To create Ice-VIIt, researchers subjected water to immense pressure within a diamond anvil cell, effectively squeezing water molecules between two diamonds. A laser briefly melted the sample before allowing it to refreeze into this new configuration. Pressures similar to those at Earth’s core were needed to force Ice-VII to transition into Ice-VIIt.
“Zach’s work shows that this transition to an ionic state happens at far lower pressures than previously imagined,” stated Ashkan Salamat, a physicist at UNLV and co-author of the research. “It’s a missing piece of the puzzle and represents the most precise measurements ever taken on water under these conditions.”

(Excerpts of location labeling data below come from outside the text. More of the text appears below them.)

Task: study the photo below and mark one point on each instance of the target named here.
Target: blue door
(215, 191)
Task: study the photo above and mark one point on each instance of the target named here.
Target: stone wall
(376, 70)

Though Earth’s interior is incredibly hot, high-pressure ices like Ice-VIIt possess correspondingly high melting points. While regular ice melts at 32° Fahrenheit, Ice-VIIt requires a scorching 1,340° F to liquefy. This extreme resilience suggests Ice-VIIt may exist within Earth’s mantle.
Furthermore, Ice-VIIt transitions to Ice-X at significantly lower pressures than previously thought—just one-third of the initially estimated pressure. This Ice-X finding carries substantial implications for our understanding of exoplanets.
“If planets have significant water within their mantles, they could be larger than current estimates suggest, as the water won’t compress as readily,” Grande explained. “This necessitates a re-evaluation of the water content on many large exoplanets discovered recently.”
The James Webb Space Telescope, with its capacity for detailed exoplanet observation, may play a key role in this reassessment.
The discovery of Ice-VIIt opens exciting new avenues for planetary science and our understanding of water’s behavior under extreme conditions. Further research may uncover even more surprising properties of this unique ice phase and its role in the universe.